Here we are – it’s another school year. First quarter report cards are already on the horizon, and parent/teacher conferences will follow in class-rooms across the country.
How are your kids doing so far this year? Perhaps more importantly, how are you doing so far?
Our guess is that for many of you, there may be some anxiety, whatever the age of your child. You may wonder whether your child can “keep up” with all his/her homework, projects, papers, extracurricular activities, back pack, desk organization and more. As a member of ImpactADHD, you probably have a child for whom school certainly adds an extra layer of angst surrounding those issues.
In addition, school for this generation's students is much more challenging than for those of us who went to school a few decades ago. Cultural shifts have brought many changes, including:
- 1) The age of technology: While most of us adults had just a handful of TV channels and a few FM music stations (ok, we're starting to sound like we're ancient), today's generation is exposed to hundreds of TV channels and satellite radio stations, as well as the pull of cell phones, texting, video games, iPods, the Internet, Facebook, and more. We have worked with some students for whom technology is as much an addiction as smoking or drinking.
- 2) More academic challenges: College admission requirements are stringent and place some very real pressure on students. It's no longer acceptable to just excel in academics. Now it's also expected to be class President, the star of a sports team, a musical virtuoso, and excellent at testing with high SAT scores. All of these additional expectations demand more dedicated time outside of school, leaving fragmented time remaining for students' to study.
- 3) School work: Not only is there more history that needs to be covered, but when we add technology classes, human development, guidance counseling, test taking skills, how to be green, etc, it makes for a much heavier work load. Furthermore, much of the curriculum is being taught to our kids earlier and at a quicker pace. For example, what many of us learned in the third or fourth grades, our kids are learning in the first or second grades.
- 4) Time: Today we very rarely see analog clocks, but mostly digital displays on microwaves, car stereos, cell phones or other media. These electronic views are preventing kids from seeing the visual concept of time actually passing, and as a result they struggle with time, which for them has become a completely abstract concept. Parents and schools are good at teaching kids how to TELL time, but very few kids are taught how to MANAGE time – a totally different concept.
To handle these changes, today's students need strong time management and organization skills. When students “turn it around,” they get increased confidence levels, improved grades, more efficient use of time and improved family dynamics.

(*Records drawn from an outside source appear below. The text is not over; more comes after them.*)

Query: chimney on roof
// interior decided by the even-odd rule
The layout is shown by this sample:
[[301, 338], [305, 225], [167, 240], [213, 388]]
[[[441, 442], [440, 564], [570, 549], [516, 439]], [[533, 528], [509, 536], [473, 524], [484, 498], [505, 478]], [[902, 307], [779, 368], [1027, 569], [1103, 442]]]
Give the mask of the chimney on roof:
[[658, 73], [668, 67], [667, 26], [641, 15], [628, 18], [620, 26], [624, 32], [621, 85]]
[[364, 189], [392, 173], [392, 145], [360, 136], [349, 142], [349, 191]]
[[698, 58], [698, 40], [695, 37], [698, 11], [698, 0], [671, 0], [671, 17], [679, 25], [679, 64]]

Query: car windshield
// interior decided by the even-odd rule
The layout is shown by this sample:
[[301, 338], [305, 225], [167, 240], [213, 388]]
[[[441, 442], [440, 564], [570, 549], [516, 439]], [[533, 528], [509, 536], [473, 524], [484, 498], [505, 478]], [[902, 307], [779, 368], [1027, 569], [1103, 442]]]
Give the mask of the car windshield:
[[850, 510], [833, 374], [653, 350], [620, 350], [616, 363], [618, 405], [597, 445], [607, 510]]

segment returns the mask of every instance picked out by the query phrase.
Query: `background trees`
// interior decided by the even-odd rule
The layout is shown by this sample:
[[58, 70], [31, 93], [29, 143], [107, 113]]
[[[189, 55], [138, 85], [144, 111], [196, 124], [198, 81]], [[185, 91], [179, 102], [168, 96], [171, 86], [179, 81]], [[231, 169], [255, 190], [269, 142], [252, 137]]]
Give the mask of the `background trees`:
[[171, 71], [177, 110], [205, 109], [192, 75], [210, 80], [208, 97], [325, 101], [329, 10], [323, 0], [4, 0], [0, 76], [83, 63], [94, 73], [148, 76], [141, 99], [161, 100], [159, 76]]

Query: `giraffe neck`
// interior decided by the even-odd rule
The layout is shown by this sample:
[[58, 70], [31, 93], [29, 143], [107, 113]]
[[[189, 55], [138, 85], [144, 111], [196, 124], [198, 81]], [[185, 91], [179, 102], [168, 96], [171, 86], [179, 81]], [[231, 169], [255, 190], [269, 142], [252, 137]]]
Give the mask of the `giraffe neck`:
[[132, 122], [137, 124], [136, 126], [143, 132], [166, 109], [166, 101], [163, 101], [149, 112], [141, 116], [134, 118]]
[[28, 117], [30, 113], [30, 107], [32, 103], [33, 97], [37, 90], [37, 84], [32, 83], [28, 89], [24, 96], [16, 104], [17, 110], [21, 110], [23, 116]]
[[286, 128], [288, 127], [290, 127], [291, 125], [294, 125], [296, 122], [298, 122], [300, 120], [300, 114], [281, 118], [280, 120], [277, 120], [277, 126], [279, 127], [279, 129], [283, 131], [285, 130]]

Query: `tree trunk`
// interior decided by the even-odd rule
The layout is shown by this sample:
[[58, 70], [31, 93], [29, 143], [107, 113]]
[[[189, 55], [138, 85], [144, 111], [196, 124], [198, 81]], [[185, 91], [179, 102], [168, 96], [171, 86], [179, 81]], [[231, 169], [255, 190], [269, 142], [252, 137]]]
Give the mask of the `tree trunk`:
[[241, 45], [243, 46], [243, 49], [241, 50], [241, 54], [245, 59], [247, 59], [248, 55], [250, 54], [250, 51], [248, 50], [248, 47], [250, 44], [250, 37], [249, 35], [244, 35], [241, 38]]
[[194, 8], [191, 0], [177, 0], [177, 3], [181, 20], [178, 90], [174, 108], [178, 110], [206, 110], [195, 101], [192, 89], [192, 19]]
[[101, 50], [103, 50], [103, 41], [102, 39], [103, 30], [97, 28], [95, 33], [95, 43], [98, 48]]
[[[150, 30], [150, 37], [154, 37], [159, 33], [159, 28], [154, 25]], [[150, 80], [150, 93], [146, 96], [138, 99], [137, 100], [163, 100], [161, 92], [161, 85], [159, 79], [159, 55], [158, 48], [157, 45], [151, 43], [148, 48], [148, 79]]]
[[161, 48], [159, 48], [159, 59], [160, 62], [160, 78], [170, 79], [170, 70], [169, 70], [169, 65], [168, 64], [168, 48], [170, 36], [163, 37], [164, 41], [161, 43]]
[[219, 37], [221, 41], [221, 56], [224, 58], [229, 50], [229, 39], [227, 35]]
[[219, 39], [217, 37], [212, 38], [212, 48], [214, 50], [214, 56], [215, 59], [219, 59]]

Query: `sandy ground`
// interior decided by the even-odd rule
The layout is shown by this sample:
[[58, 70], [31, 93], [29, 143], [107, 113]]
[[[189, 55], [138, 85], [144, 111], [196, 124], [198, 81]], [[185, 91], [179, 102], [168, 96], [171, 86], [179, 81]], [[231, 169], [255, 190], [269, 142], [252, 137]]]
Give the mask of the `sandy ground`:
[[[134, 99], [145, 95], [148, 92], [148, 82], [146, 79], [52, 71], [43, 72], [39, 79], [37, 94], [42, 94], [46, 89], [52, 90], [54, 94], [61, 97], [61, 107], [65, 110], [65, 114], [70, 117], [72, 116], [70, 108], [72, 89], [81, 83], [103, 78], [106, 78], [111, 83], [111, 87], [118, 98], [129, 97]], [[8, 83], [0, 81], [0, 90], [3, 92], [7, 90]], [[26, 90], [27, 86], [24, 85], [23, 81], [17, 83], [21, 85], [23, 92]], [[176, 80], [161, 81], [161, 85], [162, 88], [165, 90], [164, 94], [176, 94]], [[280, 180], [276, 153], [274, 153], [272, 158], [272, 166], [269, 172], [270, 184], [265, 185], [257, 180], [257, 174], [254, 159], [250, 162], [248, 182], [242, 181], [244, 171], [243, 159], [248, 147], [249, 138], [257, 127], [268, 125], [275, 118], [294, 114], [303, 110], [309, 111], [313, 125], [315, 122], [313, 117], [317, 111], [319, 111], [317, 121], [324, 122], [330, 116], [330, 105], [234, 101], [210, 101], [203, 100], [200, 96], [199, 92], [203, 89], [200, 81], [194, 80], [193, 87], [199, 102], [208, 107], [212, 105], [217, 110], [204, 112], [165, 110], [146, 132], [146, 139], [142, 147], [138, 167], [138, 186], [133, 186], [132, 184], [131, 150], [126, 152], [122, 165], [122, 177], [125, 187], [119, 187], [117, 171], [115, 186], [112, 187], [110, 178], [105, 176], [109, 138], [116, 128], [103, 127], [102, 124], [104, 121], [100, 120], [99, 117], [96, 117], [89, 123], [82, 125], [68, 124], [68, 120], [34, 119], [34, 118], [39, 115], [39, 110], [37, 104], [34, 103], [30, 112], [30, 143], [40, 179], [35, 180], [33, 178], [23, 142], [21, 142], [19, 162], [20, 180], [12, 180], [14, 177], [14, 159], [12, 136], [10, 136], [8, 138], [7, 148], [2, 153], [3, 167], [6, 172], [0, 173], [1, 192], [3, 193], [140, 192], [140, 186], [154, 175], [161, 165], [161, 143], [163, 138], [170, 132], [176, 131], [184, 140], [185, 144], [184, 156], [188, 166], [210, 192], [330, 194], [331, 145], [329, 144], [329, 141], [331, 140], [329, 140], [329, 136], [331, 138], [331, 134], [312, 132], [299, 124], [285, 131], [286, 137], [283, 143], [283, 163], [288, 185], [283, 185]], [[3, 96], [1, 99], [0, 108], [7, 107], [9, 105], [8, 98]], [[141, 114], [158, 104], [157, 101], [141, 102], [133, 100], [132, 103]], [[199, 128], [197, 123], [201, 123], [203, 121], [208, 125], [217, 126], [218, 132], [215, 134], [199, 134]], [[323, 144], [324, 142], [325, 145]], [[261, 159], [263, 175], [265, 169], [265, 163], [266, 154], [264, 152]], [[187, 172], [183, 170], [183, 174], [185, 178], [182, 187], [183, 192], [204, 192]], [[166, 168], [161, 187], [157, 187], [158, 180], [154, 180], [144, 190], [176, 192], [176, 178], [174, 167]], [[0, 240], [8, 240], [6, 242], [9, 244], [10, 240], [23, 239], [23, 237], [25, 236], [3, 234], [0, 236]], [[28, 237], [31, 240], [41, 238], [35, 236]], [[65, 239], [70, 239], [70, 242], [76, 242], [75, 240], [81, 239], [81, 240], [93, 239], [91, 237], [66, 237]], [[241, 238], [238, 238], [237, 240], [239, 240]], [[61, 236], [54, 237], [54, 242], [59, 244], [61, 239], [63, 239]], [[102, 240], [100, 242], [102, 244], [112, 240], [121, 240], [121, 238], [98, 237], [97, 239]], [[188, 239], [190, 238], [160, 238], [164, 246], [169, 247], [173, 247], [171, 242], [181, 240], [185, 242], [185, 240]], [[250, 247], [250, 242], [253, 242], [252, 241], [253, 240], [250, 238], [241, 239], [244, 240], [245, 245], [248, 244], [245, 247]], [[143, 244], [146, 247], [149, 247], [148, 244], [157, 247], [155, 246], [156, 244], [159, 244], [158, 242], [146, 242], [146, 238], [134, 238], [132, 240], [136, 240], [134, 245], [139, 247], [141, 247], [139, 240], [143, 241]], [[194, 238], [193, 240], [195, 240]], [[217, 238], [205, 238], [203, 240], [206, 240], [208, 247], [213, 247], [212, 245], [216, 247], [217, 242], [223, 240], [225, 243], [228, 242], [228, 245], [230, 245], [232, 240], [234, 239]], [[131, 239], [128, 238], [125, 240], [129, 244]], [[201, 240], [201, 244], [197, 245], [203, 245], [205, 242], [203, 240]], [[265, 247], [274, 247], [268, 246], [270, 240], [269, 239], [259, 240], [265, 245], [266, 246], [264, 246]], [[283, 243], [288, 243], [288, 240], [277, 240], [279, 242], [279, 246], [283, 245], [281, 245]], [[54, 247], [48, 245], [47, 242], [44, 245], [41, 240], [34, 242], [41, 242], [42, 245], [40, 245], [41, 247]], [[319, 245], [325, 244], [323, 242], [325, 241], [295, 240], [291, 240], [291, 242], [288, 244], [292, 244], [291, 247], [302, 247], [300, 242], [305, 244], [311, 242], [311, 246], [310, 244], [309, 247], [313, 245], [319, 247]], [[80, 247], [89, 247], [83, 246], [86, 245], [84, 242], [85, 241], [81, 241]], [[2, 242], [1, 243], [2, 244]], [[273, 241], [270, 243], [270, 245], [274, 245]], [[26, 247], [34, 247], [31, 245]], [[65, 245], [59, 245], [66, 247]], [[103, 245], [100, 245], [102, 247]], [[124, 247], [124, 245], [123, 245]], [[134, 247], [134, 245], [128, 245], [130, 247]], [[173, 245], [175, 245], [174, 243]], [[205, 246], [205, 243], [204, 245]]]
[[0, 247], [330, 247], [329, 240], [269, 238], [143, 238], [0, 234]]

How can you help your student? Here are our:
Top 5 suggestions of things YOU can do to help your child find success:
- 1) Honor each of your children's unique qualities and recognize that they may not do best doing homework at the same time and place as his/her siblings. Upstairs, alone, with total quiet may not be the best place for each child either.
- 2) All students need a planner! If your school does not provide one, then locate one at any office supply store. Even Kindergarten and first graders can be introduced to the basic concepts of recording homework assignments.
- 3) Try fun weekly organizing sessions. Teach them that all items need to be taken care of and put back where they belong. Turn on some music and see who can do the best job of cleaning out a backpack, purse or briefcase.
- 4) Stop doing all the work for your kids! They need to start taking responsibility for their own deadlines, even if they miss them now and then. This is truly the only way they can learn to do it on their own.
- 5) Establish routines and designate proper storage places in your home. This tip is even more important for those who have children with ADHD. Make sure your child knows where to put his/her backpack, jacket and lunchbox when he/she gets home. Where are extra school supplies stored? What is the schedule for activities, homework, dinner and bedtime? How much TV/computer/phone time is allowed on a school day? Yes, it may mean more structure, but it has been proven that kids do benefit from these expectations.